OS CÃES, O HOMEM, OS SONHOS E A NOTÍCIA




Os cães aqui de casa começaram a latir. Os dos vizinhos também. Logo ouvi a voz de alguém que passava na estrada cantando “eu prefiro ser essa metamorfose ambulante do que ter aquela velha opinião formada sobre tudo”. Eu reconheci esta canção que embalou meus sonhos de jovem universitário. Era Raul Seixas que vinha à minha mente com suas propostas de “Sociedade Alternativa”.
Então, corri até a janela e vi o homem que passava: de altura mediana, pele clara, cabelos escuros e longos, calça cinza e blusão preto... carregava nas costas um saco com produtos recicláveis, que provavelmente achara nos lixeiros colocados diante das residências... e vociferava: “seus covardes... seus m*... vocês são todos uns covardes...” E os cachorros ladravam alvoroçados.

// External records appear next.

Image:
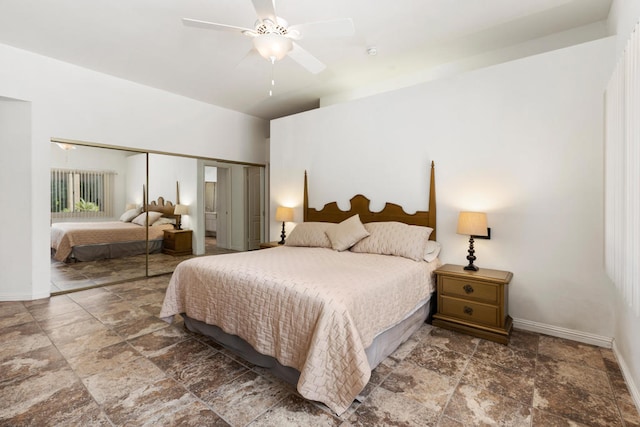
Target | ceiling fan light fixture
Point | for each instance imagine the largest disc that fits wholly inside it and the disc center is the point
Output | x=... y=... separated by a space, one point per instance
x=272 y=46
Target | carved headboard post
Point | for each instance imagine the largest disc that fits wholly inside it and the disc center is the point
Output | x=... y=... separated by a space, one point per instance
x=306 y=198
x=360 y=205
x=432 y=201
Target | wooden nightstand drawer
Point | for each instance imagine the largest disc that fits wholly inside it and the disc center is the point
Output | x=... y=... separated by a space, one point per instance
x=170 y=240
x=470 y=289
x=470 y=311
x=474 y=302
x=177 y=242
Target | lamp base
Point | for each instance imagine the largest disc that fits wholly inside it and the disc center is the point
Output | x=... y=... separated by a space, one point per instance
x=471 y=257
x=282 y=235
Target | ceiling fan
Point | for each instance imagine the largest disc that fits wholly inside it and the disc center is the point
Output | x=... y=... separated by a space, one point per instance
x=274 y=38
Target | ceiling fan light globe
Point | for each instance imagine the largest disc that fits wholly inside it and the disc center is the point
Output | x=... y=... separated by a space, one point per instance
x=272 y=46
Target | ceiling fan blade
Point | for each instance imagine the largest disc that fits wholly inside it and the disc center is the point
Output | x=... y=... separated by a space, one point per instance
x=304 y=58
x=214 y=26
x=265 y=9
x=333 y=28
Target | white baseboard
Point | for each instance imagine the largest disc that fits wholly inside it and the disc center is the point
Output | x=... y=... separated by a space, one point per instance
x=570 y=334
x=598 y=340
x=626 y=373
x=23 y=297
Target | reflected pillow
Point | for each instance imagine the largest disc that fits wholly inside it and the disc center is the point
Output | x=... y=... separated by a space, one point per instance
x=164 y=221
x=129 y=215
x=347 y=233
x=142 y=218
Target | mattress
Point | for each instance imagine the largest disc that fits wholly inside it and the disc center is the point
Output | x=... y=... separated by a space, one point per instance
x=314 y=310
x=65 y=236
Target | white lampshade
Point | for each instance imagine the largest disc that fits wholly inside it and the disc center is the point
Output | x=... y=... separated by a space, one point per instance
x=181 y=210
x=472 y=224
x=284 y=214
x=272 y=46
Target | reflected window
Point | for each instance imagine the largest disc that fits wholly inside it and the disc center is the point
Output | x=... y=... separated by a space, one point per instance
x=81 y=194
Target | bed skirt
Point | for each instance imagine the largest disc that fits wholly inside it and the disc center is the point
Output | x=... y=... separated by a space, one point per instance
x=83 y=253
x=383 y=344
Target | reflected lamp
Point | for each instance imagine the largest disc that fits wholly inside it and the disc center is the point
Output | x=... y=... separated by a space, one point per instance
x=283 y=214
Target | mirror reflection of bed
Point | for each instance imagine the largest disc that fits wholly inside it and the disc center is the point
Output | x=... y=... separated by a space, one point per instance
x=128 y=173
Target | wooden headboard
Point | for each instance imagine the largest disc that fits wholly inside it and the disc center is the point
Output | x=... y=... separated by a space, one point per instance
x=360 y=205
x=163 y=206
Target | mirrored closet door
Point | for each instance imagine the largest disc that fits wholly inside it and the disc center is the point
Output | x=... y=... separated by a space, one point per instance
x=120 y=214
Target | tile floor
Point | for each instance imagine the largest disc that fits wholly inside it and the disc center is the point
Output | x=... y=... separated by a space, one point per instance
x=102 y=357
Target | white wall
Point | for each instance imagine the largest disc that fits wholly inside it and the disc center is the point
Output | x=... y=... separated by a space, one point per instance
x=521 y=141
x=75 y=103
x=623 y=17
x=16 y=263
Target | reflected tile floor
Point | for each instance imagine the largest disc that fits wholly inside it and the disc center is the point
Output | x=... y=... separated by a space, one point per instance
x=102 y=357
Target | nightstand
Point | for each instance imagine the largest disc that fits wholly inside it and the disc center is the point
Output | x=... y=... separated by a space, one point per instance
x=267 y=245
x=474 y=302
x=177 y=242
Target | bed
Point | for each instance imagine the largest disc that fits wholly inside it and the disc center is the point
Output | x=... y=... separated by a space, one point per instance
x=322 y=310
x=90 y=241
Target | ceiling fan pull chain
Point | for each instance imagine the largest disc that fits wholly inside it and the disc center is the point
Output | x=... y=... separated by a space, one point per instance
x=273 y=80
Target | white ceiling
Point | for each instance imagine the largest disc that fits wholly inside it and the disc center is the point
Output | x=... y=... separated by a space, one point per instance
x=146 y=41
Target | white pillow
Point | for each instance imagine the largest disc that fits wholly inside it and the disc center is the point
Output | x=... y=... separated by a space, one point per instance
x=347 y=233
x=431 y=251
x=394 y=238
x=142 y=218
x=310 y=234
x=163 y=221
x=130 y=214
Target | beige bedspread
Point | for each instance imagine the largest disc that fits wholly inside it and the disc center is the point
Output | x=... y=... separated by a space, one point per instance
x=313 y=309
x=66 y=235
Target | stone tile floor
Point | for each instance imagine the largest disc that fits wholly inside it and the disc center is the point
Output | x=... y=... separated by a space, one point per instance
x=102 y=357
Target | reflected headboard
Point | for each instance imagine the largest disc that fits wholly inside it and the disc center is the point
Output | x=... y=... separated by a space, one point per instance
x=360 y=205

Prestei atenção naquela cena. Eu não sei quais as bandeiras que aquele cidadão defendia e nem contra quem ele estava vociferando. Tampouco sei o porquê de sua revolta, mas percebi que era um homem livre... livre para gritar sua indignação!

Todos nós, nas várias fases da vida, alimentamos um ou outro sonho. Com o tempo, vamos nos conformando com o status quo e nos adequando aos padrões sociais. E a vida se vai revelando do jeito como é: uma sucessão de escolhas realizadas dentro de certo espaço de tempo. Nossas escolhas podem nos fazer pessoas mais realizadas ou eternamente insatisfeitas.
Mas, segundo a Antropologia Teológica, o homem foi criado por um Deus amoroso com a missão, justamente, de amar. Então, o sonho mais profundo do ser humano e ser amado, acolhido, aceito, integrado no meio social...
Aqueles primeiros sonhos que sonhamos, não são de todo tolos e inocentes. Eles revelam muito de nosso interior. Eles têm grande importância porque nos ajudam a colocarmos metas (focos) para nossas escolhas. “É preciso sonhar para não enlouquecer”, dizia alguém.
Mesmo que o tempo vá passando, não podemos deixar de vislumbrar aquilo que é a nossa essência. Crianças sonham. Jovens, adultos e idosos também. Os sonhos nos mantêm vivos e não nos deixam cair no desânimo (sentir-se “sem alma”) e nem na monotonia (perceber a vida com uma “cor única”). Então, quais sonhos têm alimentado a nossa vida?
Quando se deixa de contemplar o futuro com otimismo, vem o comodismo, que pode levar à tristeza interior. A fé, que nos leva à oração e à prática do bem, sempre é o remédio para a saúde da alma!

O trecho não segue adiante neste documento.